Friday, July 01, 2005

Are we the American Socialist Front, or the Socialist Front of America?

(Whatever, the following speaks for me.)

The New York Times closes ranks with Bush on Iraq war

By Barry Grey, World Socialist Web Site

30 June 2005

(excerpt)

They fear, moreover, that a Vietnam-style defeat would profoundly discredit the existing social and political order in the eyes of the American working class, with far-reaching and dangerous consequences.

The lineup of all factions of the American political establishment behind the war—and against the majority of Americans who oppose it—demonstrates that the struggle against the war is inseparably bound up with a struggle against the entire social and political system. Just as it is not possible to discuss “where we go from here” in Iraq outside of a discussion of the origins of the war, it is not possible to seriously oppose the war without opposing the capitalist system which gave rise to it, and the American financial oligarchy which authored it and in whose interests it is being waged.

The starting point for a struggle against the war must be the demand for the immediate and unconditional withdrawal of all US troops. The US government must pay full reparations for the destruction it has wreaked in Iraq, and reparations to the families of US soldiers killed in the war, as well as to soldiers wounded in the fighting.

All those involved in the criminal conspiracy that produced the war must be held accountable both politically and legally. They must be placed before an independent tribunal and tried for war crimes.

This will not happen of itself. The Socialist Equality Party calls for the development and building of a new independent mass movement against war and social reaction. It is clear that the fight against war cannot be directed just against the Bush administration. It must also be a fight against the administration’s accomplices in the Democratic Party. [emphasis added, as steady fecklessness grows more disgusting by the hour]

It is necessary to break out of the straightjacket of the two-party system.
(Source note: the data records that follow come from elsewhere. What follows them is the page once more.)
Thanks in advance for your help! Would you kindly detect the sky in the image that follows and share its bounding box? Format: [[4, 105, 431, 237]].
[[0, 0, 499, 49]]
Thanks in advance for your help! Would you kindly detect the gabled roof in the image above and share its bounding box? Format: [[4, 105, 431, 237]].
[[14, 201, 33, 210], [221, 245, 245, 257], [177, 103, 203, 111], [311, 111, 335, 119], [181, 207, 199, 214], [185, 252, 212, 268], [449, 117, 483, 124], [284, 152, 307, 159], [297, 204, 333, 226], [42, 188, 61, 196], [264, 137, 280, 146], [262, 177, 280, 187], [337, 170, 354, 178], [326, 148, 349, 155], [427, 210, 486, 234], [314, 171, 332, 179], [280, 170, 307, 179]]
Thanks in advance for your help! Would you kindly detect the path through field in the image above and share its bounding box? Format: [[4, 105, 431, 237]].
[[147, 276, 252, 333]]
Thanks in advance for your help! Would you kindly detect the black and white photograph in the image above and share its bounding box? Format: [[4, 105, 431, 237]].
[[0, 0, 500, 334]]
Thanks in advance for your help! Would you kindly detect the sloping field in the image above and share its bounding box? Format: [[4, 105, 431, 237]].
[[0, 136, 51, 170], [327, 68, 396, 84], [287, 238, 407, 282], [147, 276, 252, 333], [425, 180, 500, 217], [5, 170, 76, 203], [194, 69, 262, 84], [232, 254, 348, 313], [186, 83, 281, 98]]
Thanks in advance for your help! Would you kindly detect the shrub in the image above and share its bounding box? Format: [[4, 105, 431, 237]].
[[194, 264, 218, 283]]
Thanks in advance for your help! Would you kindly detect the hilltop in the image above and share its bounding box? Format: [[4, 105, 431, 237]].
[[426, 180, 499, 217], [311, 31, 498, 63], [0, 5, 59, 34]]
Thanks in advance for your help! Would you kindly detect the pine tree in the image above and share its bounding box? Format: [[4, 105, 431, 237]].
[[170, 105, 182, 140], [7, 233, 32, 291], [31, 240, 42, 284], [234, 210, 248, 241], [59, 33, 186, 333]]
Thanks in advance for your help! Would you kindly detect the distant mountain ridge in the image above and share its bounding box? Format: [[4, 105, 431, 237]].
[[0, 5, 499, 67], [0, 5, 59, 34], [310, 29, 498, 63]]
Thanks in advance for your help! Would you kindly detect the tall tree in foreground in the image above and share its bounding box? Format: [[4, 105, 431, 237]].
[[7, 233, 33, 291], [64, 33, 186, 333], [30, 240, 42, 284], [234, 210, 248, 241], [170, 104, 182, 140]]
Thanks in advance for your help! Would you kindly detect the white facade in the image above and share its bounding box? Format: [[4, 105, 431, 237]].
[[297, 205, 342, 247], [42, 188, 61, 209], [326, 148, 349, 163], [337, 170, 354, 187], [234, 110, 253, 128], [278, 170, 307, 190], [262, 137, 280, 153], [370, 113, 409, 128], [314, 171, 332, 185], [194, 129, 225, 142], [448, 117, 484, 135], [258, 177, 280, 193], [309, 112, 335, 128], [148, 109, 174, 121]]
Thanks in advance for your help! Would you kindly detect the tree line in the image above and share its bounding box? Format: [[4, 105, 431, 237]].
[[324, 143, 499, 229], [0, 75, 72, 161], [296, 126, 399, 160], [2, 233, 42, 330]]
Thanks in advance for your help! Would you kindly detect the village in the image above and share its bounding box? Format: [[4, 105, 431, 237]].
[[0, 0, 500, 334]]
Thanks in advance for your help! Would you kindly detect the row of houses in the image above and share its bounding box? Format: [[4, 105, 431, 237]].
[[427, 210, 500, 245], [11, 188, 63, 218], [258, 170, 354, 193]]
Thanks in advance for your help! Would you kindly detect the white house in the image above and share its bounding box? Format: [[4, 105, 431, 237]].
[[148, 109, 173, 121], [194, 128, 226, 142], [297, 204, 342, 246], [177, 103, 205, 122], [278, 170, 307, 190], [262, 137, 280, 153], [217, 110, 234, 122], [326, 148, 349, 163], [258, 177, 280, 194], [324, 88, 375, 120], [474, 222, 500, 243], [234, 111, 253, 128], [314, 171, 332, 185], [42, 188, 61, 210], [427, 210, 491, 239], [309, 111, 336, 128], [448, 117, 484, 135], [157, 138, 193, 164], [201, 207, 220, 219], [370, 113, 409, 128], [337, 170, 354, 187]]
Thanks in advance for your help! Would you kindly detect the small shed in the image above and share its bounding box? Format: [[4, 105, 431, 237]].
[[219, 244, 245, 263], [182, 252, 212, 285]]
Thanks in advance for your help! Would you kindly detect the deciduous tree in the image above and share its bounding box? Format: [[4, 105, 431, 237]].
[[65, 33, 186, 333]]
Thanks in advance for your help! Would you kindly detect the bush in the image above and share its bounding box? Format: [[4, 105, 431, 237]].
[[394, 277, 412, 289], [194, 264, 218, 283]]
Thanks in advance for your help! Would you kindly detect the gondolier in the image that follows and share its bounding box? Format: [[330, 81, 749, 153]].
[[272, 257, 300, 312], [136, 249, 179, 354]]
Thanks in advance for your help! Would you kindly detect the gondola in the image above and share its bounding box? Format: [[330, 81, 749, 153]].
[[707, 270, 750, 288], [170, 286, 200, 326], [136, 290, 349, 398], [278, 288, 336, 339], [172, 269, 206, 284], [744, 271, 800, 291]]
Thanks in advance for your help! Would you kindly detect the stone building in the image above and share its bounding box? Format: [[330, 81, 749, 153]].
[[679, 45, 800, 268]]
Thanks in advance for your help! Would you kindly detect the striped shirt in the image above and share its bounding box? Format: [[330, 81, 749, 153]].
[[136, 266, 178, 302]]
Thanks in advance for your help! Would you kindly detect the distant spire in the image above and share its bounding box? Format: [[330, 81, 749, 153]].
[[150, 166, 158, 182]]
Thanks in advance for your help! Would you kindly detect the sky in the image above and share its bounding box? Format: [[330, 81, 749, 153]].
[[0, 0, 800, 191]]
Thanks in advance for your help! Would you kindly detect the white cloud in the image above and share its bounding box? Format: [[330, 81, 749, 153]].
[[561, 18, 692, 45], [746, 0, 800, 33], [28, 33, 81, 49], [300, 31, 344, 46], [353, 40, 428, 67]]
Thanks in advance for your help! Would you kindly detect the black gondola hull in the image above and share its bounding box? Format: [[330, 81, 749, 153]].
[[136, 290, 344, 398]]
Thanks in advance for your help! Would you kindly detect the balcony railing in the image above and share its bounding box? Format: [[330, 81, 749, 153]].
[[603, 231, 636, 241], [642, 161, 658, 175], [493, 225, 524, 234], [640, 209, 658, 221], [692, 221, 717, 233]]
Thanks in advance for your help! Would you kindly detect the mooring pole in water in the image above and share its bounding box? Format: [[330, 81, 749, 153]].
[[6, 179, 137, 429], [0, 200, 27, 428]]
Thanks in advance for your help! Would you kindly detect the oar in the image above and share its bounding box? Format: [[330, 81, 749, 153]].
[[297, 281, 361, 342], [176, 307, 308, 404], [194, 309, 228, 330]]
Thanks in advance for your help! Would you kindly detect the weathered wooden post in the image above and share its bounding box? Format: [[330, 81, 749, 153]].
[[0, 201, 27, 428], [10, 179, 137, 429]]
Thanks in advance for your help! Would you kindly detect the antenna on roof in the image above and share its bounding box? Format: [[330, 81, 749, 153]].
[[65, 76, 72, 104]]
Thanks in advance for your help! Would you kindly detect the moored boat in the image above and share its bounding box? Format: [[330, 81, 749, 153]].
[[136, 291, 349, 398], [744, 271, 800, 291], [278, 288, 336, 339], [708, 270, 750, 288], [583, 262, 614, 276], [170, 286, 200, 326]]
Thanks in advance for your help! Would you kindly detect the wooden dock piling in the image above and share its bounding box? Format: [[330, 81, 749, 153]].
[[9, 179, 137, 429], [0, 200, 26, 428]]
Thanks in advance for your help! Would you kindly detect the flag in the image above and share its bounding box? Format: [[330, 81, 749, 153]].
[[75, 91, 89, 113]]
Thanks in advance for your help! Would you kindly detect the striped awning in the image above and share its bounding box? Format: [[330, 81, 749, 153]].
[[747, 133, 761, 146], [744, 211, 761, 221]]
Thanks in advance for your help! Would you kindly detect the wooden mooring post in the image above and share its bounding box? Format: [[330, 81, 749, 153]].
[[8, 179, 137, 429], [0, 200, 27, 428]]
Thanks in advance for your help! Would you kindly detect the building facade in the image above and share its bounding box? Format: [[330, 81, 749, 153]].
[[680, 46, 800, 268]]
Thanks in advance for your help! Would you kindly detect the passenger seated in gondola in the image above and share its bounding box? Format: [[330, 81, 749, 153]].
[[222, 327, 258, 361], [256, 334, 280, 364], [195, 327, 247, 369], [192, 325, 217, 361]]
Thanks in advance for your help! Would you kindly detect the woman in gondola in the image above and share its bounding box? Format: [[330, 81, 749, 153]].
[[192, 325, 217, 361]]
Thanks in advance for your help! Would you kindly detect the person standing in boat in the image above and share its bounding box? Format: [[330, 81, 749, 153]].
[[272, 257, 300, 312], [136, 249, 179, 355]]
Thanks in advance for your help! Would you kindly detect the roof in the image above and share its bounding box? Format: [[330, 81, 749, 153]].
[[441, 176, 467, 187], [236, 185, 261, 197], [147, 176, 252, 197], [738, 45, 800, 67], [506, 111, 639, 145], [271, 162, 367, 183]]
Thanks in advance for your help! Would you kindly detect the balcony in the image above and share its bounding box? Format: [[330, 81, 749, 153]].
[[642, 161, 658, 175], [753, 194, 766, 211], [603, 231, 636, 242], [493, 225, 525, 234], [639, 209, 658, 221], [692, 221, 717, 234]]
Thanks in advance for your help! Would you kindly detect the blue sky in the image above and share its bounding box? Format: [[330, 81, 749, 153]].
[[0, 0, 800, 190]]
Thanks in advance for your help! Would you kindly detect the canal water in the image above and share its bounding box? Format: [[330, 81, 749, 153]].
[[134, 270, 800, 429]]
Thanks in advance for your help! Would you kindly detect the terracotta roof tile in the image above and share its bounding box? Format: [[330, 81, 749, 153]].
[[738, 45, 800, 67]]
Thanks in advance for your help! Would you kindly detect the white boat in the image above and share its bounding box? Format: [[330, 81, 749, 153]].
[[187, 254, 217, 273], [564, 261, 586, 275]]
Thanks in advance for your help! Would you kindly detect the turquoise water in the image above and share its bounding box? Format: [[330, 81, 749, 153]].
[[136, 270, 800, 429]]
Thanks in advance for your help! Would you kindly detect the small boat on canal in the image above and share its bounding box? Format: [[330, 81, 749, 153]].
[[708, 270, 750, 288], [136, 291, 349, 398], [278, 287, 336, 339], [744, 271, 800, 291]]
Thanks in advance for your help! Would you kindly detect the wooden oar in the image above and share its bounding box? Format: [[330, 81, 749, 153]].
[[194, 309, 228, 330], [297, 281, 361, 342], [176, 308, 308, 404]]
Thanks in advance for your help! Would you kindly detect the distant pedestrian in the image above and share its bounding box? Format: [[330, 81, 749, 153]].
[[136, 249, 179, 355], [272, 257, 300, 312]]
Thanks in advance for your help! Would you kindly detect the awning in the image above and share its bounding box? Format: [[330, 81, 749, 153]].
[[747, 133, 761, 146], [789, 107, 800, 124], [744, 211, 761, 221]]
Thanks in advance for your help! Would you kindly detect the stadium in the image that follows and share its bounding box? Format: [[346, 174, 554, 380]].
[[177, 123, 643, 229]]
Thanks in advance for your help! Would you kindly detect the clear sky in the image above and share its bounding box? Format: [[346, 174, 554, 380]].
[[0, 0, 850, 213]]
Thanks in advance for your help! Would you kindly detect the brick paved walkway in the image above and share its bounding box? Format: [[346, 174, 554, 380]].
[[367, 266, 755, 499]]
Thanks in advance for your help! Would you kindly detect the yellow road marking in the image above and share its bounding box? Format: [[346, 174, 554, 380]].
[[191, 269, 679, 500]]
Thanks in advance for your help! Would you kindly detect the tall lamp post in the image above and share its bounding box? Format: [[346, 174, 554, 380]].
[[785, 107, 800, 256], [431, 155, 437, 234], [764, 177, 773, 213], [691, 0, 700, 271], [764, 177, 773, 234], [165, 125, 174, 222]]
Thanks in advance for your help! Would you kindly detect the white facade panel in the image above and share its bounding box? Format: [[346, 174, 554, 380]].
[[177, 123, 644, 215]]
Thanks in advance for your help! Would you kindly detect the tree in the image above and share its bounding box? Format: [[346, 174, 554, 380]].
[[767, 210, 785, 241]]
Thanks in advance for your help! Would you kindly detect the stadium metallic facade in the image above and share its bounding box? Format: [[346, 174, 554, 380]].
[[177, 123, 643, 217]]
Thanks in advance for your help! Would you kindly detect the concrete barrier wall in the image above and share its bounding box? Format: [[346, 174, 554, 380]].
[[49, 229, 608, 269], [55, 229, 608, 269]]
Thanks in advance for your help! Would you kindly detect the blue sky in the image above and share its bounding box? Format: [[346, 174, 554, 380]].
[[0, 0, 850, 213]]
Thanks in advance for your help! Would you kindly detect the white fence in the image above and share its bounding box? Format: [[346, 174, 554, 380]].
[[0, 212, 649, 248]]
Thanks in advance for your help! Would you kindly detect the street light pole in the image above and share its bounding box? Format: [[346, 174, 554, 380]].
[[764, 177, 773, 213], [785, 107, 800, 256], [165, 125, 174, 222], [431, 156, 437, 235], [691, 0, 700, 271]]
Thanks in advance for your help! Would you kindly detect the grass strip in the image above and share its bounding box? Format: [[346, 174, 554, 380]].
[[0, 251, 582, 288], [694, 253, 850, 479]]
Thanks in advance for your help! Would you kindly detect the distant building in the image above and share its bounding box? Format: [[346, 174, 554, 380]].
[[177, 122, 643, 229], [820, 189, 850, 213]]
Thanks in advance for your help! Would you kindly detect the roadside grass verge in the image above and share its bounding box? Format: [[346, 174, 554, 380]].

Already it is obvious that, in advance of the 2006 congressional elections, both parties are working to frame the debate on the war along the lines of how the war can be won. This must be rejected. The only legitimate response to the killing in Iraq is the demand for the withdrawal of all US troops.

There is enormous opposition to the war among the American people, and it is growing. There is also political confusion. How could it be otherwise when the government lies systematically and the media either covers up the lies or minimizes their significance?

What is needed is a fight to link the growing opposition to the war to rising social discontent over the attacks on workers’ jobs, wages and pensions. There is a profound connection between militarism abroad and the ever-greater concentration of wealth at home, between foreign predations and the assault on the working class within the US.

The struggle against war requires a break with the Democratic Party and the building of a mass, independent party of the working class fighting for the socialist reorganization of society.